Journal: Journal of Cancer Therapy
ISSN 2151-1934

Volume: 02;
Issue: 03;
Start page: 362;
Date: 2011;
Original page

Keywords: Retinoblastoma | Epigenetics | Genome Imprinting | DNA Methylation | Histone Acetylation / Deacetylation

ABSTRACT
The aim of the present review is to give new insights into the pathogenesis of retinoblastoma, by applying the principles of Epigenetics to the analysis of clinical, epidemiological, and biological data concerning the disease. As an emerging new scientific approach linking the genome to the environment, Epigenetics, as applied to the interpretation of clinical, epidemiological and biological data in retinoblastoma, can not only explain the inconsistencies of the mutational (“two hit”) model, but also open new outstanding scenarios in the fields of diagnosis, treatment and prevention of this eye tumour. This review is both a collection of literature data arguing against the role of the mutational (“two hit”) model in the genesis of retinoblastoma, and a documented evaluation of how the Epigenetic, rather than the genetic model fit the variegated phenotypic expression of the disease.
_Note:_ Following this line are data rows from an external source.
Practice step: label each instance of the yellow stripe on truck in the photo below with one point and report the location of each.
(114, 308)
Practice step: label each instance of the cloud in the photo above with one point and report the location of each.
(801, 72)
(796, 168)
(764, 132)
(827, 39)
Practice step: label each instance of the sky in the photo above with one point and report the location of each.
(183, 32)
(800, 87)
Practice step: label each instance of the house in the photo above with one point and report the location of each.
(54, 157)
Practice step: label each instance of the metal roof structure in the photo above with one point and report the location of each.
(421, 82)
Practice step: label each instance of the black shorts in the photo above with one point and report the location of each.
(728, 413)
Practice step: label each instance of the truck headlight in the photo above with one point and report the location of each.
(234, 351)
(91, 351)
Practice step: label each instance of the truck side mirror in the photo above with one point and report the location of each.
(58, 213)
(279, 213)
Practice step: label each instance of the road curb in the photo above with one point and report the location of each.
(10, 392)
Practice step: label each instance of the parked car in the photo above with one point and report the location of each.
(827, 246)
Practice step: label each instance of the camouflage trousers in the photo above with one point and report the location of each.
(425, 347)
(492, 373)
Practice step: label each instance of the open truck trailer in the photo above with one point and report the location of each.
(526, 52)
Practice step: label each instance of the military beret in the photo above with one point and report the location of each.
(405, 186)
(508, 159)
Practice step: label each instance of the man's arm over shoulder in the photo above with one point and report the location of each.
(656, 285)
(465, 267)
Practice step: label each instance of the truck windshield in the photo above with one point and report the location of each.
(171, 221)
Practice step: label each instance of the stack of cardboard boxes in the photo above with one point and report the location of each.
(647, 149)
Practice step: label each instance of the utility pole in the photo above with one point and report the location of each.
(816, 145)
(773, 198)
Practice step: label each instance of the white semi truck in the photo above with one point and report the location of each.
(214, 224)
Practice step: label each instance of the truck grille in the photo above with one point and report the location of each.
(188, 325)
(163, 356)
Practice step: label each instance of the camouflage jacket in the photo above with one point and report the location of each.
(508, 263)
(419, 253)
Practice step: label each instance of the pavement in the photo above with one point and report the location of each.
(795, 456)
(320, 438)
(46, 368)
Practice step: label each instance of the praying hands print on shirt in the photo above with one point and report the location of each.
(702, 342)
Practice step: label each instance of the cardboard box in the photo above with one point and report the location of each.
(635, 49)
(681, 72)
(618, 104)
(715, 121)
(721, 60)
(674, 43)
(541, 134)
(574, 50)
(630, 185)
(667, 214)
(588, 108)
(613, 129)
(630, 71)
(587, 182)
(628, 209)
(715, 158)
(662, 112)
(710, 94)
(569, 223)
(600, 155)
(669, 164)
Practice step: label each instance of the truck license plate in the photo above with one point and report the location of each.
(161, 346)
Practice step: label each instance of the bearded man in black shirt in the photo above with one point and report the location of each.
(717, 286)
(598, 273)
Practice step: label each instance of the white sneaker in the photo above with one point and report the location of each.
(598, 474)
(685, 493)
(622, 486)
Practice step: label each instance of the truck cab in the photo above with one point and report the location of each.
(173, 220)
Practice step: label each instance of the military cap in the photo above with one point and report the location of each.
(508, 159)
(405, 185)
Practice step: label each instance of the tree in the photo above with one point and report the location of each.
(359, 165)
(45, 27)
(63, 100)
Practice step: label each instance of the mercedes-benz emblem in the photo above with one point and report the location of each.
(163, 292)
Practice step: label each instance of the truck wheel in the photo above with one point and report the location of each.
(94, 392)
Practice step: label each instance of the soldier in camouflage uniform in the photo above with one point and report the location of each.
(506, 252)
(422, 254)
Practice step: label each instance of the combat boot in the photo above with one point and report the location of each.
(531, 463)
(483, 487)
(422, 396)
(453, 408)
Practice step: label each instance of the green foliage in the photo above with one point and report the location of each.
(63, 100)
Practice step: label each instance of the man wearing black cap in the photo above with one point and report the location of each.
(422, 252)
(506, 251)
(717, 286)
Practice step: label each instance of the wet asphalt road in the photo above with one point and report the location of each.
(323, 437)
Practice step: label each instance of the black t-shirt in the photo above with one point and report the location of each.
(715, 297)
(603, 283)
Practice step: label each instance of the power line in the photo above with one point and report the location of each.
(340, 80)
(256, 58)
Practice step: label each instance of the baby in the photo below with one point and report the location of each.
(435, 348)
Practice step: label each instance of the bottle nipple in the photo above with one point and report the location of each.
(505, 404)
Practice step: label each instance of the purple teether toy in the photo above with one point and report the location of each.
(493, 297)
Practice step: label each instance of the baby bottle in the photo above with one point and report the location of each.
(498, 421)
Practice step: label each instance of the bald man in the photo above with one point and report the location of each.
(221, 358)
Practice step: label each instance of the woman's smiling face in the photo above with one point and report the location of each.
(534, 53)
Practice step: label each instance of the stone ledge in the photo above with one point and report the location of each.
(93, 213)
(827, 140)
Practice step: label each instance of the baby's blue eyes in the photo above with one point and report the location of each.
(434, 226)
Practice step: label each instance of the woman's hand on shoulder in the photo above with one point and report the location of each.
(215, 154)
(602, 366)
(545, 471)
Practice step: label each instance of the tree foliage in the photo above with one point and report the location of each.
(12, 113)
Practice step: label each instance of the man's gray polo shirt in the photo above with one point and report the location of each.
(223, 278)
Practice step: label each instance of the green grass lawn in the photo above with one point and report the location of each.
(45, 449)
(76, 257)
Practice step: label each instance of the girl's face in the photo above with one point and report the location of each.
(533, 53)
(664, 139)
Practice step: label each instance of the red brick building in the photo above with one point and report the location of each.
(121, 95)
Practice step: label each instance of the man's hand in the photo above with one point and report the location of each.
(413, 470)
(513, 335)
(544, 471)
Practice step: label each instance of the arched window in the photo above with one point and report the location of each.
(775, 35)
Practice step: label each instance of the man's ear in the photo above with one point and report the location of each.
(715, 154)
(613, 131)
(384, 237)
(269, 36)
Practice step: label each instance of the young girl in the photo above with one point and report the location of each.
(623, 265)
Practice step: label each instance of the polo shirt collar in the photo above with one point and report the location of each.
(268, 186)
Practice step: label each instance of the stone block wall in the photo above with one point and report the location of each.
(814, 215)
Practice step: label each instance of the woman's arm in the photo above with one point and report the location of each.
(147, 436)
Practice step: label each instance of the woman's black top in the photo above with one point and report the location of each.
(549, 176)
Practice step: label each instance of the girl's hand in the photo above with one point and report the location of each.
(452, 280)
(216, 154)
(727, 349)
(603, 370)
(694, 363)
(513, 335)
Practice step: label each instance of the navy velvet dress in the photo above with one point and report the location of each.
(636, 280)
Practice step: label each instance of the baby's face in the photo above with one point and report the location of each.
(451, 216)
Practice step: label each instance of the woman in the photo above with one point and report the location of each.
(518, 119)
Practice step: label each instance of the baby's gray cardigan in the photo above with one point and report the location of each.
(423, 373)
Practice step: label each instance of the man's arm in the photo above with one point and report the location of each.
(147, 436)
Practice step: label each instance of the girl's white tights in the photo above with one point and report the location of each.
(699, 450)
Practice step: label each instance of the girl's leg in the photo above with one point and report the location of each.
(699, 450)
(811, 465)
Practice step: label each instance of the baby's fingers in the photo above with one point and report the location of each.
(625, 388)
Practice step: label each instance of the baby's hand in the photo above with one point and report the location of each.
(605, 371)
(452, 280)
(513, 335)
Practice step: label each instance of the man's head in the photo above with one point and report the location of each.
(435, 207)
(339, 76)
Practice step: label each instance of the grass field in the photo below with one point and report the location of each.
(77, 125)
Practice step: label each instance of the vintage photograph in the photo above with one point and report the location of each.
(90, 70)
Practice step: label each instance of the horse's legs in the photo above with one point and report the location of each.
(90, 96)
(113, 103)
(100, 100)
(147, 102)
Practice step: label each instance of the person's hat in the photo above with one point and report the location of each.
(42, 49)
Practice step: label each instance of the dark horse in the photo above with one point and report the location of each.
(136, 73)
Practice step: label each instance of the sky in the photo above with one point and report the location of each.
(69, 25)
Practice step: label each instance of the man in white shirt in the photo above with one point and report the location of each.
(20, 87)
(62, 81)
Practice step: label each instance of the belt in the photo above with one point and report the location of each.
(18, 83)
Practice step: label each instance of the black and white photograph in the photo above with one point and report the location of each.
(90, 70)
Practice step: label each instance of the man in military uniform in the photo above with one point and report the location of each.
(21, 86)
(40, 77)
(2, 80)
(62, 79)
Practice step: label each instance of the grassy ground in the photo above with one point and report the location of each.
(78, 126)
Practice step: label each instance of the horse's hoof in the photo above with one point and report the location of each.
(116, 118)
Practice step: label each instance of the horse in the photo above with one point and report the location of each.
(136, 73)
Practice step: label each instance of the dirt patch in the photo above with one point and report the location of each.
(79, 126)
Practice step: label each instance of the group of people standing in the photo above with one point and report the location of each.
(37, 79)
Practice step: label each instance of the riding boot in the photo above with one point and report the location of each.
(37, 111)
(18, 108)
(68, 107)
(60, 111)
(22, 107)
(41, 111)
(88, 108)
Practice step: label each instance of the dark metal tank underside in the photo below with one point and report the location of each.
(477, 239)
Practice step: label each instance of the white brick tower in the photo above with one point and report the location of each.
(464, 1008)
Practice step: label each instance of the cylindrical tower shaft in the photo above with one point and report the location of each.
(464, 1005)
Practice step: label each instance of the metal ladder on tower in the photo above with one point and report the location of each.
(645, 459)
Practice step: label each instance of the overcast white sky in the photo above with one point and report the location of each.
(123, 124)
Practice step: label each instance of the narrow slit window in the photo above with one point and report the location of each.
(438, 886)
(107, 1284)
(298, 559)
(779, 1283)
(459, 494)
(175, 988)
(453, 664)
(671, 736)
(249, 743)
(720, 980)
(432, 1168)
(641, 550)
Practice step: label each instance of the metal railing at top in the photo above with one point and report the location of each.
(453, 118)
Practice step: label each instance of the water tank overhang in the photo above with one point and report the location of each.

The epigenetic model in the genesis of retinoblastoma, proposed herein, emphasizes the role of environment and the interaction of the environment with the genome, in generating reti-noblastoma in young children. Environmental toxicants, including radiations, wrong diets, and infectious diseases, among others, all play a major role in conditioning the degree of DNA methylation in embryos and foetuses during pregnancy, thus leading to stable, functional alterations of the genome, which, on the other hand, can be also transmit-ted from generation to generation, thus mimicking a hereditary disease. An accurate analysis of the currently available literature on both retinoblastoma and Epigenetics, coupled with the knowledge of the variegated phenotypic expression of the disease, can easily lead to the conclusion that retinoblastoma is an epigenetic, rather than a genetic disease.